A partir de 1980, envers tout le monde mais sans doute aussi envers lui-même, Gygax va donc faire comme si les contributions de Dave Arneson, Rob Kuntz, voire de Jim Ward et de Brian Blume, pourtant essentielles à l’élaboration du jeu dont il incarne la figure tutélaire, n’avaient guère eu d’importance. Or il va devenir l’objet d’un phénomène de starisation dont personne, y compris lui-même, ne prévoyait l’ampleur. Il va ainsi se retrouver seul dans le Capitole du rôlisme, c’est à dire juste à côté de sa Roche Tarpéienne.

Gygax & Blume, 1985
Gary Gygax et Brian Blume en 1985

Les photos actuellement les plus répandues d’E. Gary Gygax montrent un sympathique vieux monsieur aussi souriant et doux que son personnage des Simpsons. Il est difficile d’imaginer aujourd’hui le prestige dont il bénéficiait au cours de la décennie 1980. Pour concevoir un équivalent, il faudrait imaginer que tous les jeux sur ordinateur existant à ce jour dérivent d’une invention fondamentale attribuée à un seul homme et que le maître jeu résultant de cette invention regroupe plus de 50% de tous les joueurs sur ordinateur au monde.
Gygax incarnait alors la référence du jeu de rôle, son créateur, faisant parfois l’objet d’une adulation qui apportait implicitement de l’eau au moulin de tous ceux qui avaient envie de faire passer D&D pour une secte dont il aurait été le gourou. Ce phénomène n’était d’ailleurs pas tant le fait de Gygax que de ce qu’il représentait fusse malgré lui. L’affabilité de Gygax envers ses fans ne s’est jamais démentie et la plupart de ses articles dans le Dragon Magazine, y compris en 1985, conservent un style direct dépourvu d’affectation (avec quelques exceptions ; j’y reviendrai).
Néanmoins, le fait est qu’il gouvernait moralement et économiquement le jeu de rôle. Seul à son sommet. S’agissant d’AD&D, la parole de Gygax, publiée et véhiculée par son organe officiel Dragon Magazine, était aussi irréfutable qu’une bulle papale. La chute de Gygax, issue de son éviction de TSR, la boîte qu’il avait fondée, doit beaucoup à l’aveuglement induit par une telle situation et par l’ego démesuré qu’elle alimenta.

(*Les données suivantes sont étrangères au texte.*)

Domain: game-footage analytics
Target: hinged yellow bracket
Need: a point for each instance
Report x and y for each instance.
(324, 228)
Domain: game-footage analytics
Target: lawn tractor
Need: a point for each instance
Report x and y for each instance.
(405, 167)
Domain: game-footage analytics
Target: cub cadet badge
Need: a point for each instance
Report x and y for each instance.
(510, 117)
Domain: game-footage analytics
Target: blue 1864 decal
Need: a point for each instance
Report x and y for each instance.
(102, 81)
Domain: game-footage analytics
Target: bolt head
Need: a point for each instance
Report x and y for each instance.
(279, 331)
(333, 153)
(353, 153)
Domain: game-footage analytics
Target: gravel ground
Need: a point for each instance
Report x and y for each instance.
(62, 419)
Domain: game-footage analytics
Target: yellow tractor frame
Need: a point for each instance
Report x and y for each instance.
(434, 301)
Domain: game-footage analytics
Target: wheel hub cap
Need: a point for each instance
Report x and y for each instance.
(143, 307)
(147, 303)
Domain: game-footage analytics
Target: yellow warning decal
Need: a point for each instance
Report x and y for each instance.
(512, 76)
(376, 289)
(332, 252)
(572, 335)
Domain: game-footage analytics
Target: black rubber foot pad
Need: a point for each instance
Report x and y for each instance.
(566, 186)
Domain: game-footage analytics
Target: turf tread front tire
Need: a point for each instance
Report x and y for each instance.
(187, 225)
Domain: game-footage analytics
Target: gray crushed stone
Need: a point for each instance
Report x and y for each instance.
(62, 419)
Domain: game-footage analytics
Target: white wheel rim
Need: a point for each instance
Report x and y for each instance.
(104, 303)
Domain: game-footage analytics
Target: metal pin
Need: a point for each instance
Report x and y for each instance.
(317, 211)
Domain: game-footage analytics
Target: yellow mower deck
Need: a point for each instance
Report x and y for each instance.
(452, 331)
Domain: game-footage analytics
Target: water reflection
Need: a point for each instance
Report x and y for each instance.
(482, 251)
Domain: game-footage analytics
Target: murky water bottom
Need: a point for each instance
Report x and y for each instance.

II – Les vacillements d’avant la chute

TSR, au faîte de sa gloire, c’est à dire entre 1979 et 1985, est une société (puis un ensemble de sociétés) dirigée alternativement par un joueur professionnel déscolarisé avant le bac et par deux derniers de la classe qui ne doivent d’être là qu’à l’argent de leur papa aux temps du démarrage. Tant que les choses vont bien le patron Gygax a droit aux mêmes révérences que le Dungeon Master mais lorsque le vent commence à tourner en 84- 85 et que les frères Blume, ses associés, sentent que le temps est venu de vendre leurs parts, Gygax, aveuglé par sa propre suffisance, ne verra pas à quoi il s’expose en refusant de les racheter.

Les Blume furent des gestionnaires encore plus catastrophiques que le demi-dieu Gary mais tous les récits aboutissent à la même conclusion : la gestion de la boîte était du grand n’importe quoi. Les deux frères Blume et Gary Gygax, principaux actionnaires et dirigeants, vont en deux ans, 84 et 85, réussir à mettre au bord de la faillite une société qui avait décuplé son chiffre d’affaires entre 79 et 82.

Pendant des années, la société embauche mais aussi licencie à tout va. Exemple particulièrement éloquent : Lawrence Schick, l’homme de White Plume Mountain, le créateur de Mystara, celui qui recrute pour TSR des designers aussi important que Tom Moldvay ou Dave Cook, le directeur qui fit ensuite le bonheur d’Elder Scrolls, ne tient que trois ans : 79-81.
Dans leurs souvenirs, les anciens salariés du département productif de TSR s’accordent sur la même impression d’avoir été des NPC employables et jetables au gré d’un Dungeon Master faisant office de patron. Les Blume investissent n’importe comment dans n’importe quoi, accumulant des matériels surabondants et inutiles, rachetant une société de couture qui continuera de périciliter, finançant le renflouement d’une épave sans aucun intérêt… TSR atteint un sureffectif aberrant en 1984 alors que la moitié du personnel a moins de 6 mois d’ancienneté 1.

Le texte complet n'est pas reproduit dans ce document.